BRICS’in 22-24 Haziran Zirvesi 6 yeni üyenin, Mısır, Arjantin, Etiyopya, İran, Suudi Arabistan ve BAE’nin saflarına katılmasıyla sonuçlandı. Bilindiği gibi BRICS kısaltması 2001’de ABD yatırım bankası Goldman Sachs’tan ekonomist Jim O’Neill tarafından ekonomik potansiyelleri göz önüne alınarak yaratıldı. Küresel finansal krizin ertesinde kısaltmaya adlarını veren Brezilya, Rusya, Hindistan ve Çin fiilen toplandılar. Hemen 1 yıl sonra da Güney Afrika’yı Afrika kıtasını temsilen davet ettiler. Ancak daha 2003’te Brezilya, Güney Afrika ve Hindistan Dünya Ticaret Örgütü’nün fikri mülkiyet hakları gerekçesiyle AIDS’e karşı geliştirilen jenerik ilaçları men etmesi gündemiyle toplanmışlardı. Hindistan bu ilaçların başlıca üreticisi idi. Çin ve Rusya ise Soğuk Savaş’ın bitişi sonrası yeni ittifaklara zaten açıktılar. Diğer bir ifadeyle yeni bir örgütsel şemsiyenin objektif koşulları oluşmuştu. Böylelikle BRICS inisiyatifi ortaya çıkmış oldu.

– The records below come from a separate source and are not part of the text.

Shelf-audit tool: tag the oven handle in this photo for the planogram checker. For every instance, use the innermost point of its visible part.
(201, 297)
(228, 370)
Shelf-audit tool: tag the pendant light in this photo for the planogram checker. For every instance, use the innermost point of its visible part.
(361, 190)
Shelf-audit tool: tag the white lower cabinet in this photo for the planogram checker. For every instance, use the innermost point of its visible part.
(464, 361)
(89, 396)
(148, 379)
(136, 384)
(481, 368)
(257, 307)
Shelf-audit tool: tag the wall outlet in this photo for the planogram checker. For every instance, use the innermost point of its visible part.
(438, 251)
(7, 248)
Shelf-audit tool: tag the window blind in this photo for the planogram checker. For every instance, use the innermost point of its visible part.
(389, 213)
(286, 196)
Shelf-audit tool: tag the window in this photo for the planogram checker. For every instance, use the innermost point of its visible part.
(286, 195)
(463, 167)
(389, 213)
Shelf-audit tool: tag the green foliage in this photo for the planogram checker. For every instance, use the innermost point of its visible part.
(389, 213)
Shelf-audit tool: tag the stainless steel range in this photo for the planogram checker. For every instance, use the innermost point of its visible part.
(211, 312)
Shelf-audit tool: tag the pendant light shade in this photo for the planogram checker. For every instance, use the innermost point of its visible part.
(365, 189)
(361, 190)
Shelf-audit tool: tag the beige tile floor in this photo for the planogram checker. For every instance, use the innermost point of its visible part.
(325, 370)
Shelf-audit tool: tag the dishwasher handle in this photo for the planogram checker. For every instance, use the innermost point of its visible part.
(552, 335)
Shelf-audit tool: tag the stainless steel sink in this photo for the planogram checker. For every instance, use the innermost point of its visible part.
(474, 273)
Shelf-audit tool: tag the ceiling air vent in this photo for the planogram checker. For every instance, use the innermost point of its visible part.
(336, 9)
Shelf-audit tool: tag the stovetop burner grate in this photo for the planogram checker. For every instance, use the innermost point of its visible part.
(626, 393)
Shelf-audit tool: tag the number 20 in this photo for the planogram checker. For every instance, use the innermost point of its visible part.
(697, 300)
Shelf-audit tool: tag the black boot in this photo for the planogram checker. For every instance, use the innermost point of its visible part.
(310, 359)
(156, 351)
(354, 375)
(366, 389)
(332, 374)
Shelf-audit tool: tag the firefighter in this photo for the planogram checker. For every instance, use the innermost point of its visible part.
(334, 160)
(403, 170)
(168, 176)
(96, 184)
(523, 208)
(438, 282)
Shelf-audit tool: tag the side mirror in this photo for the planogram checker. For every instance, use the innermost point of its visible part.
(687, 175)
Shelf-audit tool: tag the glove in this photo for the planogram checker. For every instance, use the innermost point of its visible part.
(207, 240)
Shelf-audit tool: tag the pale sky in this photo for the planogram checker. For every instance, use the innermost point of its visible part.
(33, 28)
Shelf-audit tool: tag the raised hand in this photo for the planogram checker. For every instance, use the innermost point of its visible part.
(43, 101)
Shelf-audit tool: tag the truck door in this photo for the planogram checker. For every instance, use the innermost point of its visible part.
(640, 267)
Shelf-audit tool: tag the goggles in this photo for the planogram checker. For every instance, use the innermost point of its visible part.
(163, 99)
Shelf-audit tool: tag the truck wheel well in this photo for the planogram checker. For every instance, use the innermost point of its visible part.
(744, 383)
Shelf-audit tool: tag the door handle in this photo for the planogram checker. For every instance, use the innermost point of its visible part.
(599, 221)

Her ne kadar BRICS’i oluşturan ülkeler politik, ekonomik, ideolojik ciddi farklılıklar gösterse de, bu kadar yıl bir arada durmayı başardılar. Örneğin, Hindistan’da açık görüşlü, çelebi görünümlü Manmohan Singh’in yerine 2014’te Hindu milliyetçisi Narendra Modi’nin seçilmesi dahi ülkenin bu birlikteliğe sıcak bakmasına engel olmadı. BRICS üyeleri için mutlaka bir ortak payda aranacaksa; birincisi, her bir ülkenin dünyanın geleceğinde daha fazla rol sahibi olması gerektiğine, kendilerini parlak yıllar beklediğine inançlarıdır. İkincisi de, başta ABD, G-7 ülkelerinin dünya düzeninde fazlaca söz sahibi olmalarından, küresel güney üzerinde egemenlik kurmalarından duyulan rahatsızlıktır.
BRICS’in yapısı
BRICS’te tüm kararlar uzlaşma yoluyla oybirliği ile alınıyor. ABD hegemonyasında şekillenen IMF ve Dünya Bankası(DB) gibi uluslararası finansal kuruluşların yönetim anlayışlarına tepki, güney ülkelerinin bu zeminlerde karar alma süreçlerinde etkisiz kalması BRICS’i kendi kurumsal yapılarını oluşturmaya yöneltti.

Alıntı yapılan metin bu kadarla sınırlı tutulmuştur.